Review: Columbine, by David Cullen (2009)

April 2013

I don’t think even favorable reviewers of this book get what the real crisis is. Columbine is a very important book warning us profoundly to reject the news media and interest-group discussion of sensational issues involving teenagers.

Cullen’s indictment of press coverage of the 1999 Columbine massacre is deservedly devastating. Likewise, our analyses at YouthFacts of hundreds of press reports on teenagers reveals the news media’s relentlessly false fear crusade against American teenagers, fed by self-serving interest groups—a crisis more serious than even Cullen allows.

The problem, shown in this book and repeated analyses, was not press confusion during the Columbine massacre’s chaotic initial events. That’s to be expected. The larger problem is much more troubling: major media reporters and interest groups persisted in dispensing false, even vicious myths long after truthful accounts had debunked them, often simply manufacturing “evidence” to support their false narratives even to this day.

In teenage stories, whether the Gloucester “teen pregnancy spike” and “pact” (there was no “spike” and no “pact,” the entire story was a complete fabrication); the supposed “wave” of Chicago “school aged murders” (Chicago’s school-aged murders are at an historic low); the Steubenville, Ohio, rape case as evidencing a mass-teen “rape culture” (rape and sexual violence among young are at all time lows)—and on and on—the press behaves as a single-celled amoebic organism demonizing the young.

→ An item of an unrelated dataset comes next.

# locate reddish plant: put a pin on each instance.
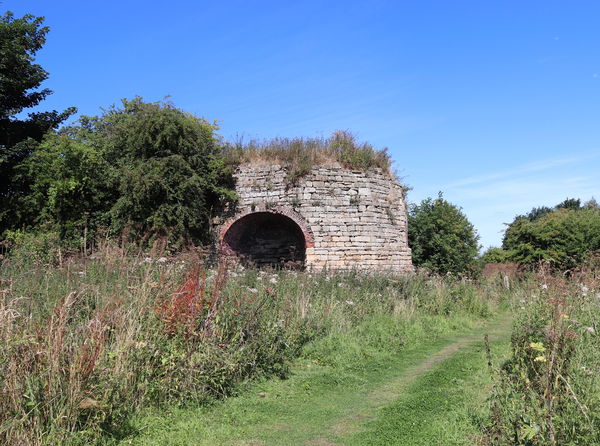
(181, 311)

The post-Columbine myths were created in service to the boilerplate prejudice (raised in nearly every report on teenagers) that mass bullying, brain-dead teenage cruelty, and a hidden world of universal adolescent rage and craziness (unknown to innocent, shocked adults) underlay the tragedy. In the press/interest-group fantasy, shooters Eric Harris and Dylan Klebold were typical, out-of-control teenage boys “next door” bullied by cruel school peers into violent retaliation. IT CAN HAPPEN IN YOUR TOWN, TOO!

Cullen assembles a wealth of evidence that mastermind Harris was a psychopath, not a “typical teenager” (whatever that is), and that Klebold was a severe depressive who used Harris’s mass-murder scheme to accomplish his own grandiose suicide. Such murder-suicide dyads are very rare, and they occur mainly among adults (i.e., Los Angeles’s Hillside stranglers).

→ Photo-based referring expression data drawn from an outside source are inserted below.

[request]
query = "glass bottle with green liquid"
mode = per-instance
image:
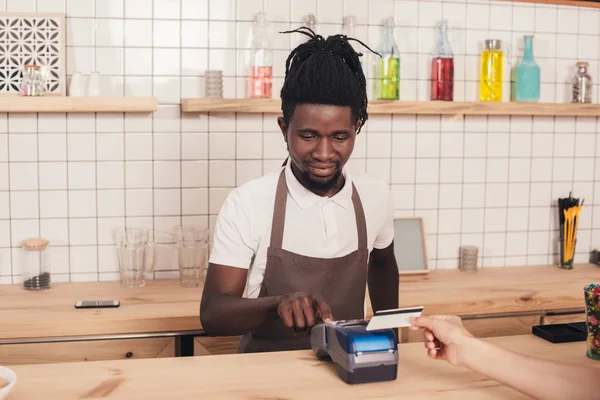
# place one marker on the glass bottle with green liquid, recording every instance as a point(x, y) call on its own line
point(387, 68)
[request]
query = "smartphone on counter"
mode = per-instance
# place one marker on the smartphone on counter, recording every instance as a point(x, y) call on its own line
point(97, 304)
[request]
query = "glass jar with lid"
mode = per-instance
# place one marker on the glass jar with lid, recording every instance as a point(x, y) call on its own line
point(582, 84)
point(35, 265)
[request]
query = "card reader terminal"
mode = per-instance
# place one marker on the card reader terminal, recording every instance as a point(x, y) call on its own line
point(360, 356)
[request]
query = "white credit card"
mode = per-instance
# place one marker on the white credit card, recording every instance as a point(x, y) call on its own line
point(397, 318)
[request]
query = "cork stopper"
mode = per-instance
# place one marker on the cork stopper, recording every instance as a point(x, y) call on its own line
point(33, 244)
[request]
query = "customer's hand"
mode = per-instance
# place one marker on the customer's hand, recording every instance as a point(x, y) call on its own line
point(302, 311)
point(445, 337)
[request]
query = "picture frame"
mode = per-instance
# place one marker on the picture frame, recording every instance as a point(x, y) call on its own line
point(410, 246)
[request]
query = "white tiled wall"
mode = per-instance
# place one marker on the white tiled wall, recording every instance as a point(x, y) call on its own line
point(491, 182)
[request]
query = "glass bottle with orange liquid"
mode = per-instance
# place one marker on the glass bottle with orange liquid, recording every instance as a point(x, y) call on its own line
point(260, 74)
point(492, 63)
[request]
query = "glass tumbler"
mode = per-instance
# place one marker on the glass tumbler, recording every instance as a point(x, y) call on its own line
point(468, 258)
point(34, 264)
point(592, 314)
point(132, 245)
point(192, 254)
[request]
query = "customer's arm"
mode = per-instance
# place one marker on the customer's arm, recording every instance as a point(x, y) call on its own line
point(446, 338)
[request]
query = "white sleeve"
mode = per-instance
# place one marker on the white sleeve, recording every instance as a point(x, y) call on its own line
point(233, 244)
point(385, 236)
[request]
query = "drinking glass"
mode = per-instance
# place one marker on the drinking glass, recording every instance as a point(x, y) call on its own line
point(192, 252)
point(592, 314)
point(132, 251)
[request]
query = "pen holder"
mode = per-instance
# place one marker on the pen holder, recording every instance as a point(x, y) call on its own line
point(568, 262)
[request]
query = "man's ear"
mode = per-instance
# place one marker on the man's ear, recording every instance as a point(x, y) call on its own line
point(283, 127)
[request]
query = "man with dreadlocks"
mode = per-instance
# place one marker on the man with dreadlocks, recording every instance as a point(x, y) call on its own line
point(305, 242)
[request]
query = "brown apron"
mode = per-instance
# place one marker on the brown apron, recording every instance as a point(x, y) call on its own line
point(341, 281)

Another admirable point: unlike most other popular books and articles on youth issues, Cullen has the self-discipline to refrain from indulging ugly stereotypes against teenagers as a means of proclaiming the author’s (and by extension, the reader’s) moral superiority. Cullen presents teenagers as a wide range of individuals, from compassionate and heroic on one hand to the two killers on the other—much like the grownups. Columbine is distinctly different in tone, complexity, and content from the crude, one-dimensional misrepresentations of young people by authors such as Mary Pipher, Deborah Prothrow-Stith, Barbara Strauch, Rachel Wiseman, Meredith Maran, Jean Twenge, James Garbarino, Mark Bauerlein, and a host of pop-psychologist/journalist indulgences.

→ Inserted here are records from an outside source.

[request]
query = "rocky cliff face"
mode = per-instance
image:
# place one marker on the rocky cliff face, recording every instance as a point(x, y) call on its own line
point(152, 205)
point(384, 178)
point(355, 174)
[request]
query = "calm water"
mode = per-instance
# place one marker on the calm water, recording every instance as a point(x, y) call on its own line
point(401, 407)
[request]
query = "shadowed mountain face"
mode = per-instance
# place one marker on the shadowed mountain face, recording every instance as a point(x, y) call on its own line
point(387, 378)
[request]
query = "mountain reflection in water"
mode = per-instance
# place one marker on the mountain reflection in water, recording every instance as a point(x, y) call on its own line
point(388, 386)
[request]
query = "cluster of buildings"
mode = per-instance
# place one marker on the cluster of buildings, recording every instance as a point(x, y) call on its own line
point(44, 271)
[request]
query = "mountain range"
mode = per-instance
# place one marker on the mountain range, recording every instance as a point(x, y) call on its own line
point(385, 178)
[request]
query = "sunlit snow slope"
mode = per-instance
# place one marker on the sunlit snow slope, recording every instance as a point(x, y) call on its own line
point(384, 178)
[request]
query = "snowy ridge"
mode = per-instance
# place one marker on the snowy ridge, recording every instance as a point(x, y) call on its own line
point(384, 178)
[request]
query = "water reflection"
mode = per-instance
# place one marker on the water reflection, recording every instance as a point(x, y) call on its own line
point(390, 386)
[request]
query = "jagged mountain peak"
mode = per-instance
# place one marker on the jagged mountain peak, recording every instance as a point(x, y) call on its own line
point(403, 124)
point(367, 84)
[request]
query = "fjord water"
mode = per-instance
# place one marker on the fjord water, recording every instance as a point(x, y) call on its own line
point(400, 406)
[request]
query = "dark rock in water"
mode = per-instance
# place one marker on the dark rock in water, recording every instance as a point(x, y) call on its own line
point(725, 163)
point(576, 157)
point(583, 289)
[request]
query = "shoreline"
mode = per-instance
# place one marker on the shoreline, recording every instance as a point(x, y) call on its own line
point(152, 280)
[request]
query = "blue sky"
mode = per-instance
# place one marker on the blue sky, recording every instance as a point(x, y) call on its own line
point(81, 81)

Unlike another recent debunking book, Sticks and Stones by Emily Bazelon (who unfortunately ignores her iconoclastic research on bullying and retreats into dispensing the usual demeaning anti-youth stereotypes and silly adult conceits), Cullen applies his research to his findings. He uses the diversity of young people to buttress his point that the Columbine shooting was not a “teenage” event, or even one properly understood as stemming from “mental illness.” Psychopaths may display warning signs, visible in retrospect, but they don’t resemble those of mentally disturbed individuals inclined to violence.

Columbine reinforces our conclusions that the news media, with a few exceptions, is too biased, unreliable, and enslaved by their own superficial myths to serve as a reliable source of information on youth issues. But it isn’t just the media. A wide array of interest groups and pop authors have arisen to profit from negative stereotypes—or, rather, the negative stereotype, since the same one is invoked over and over—which makes a true debunking book like Columbine all the more welcome.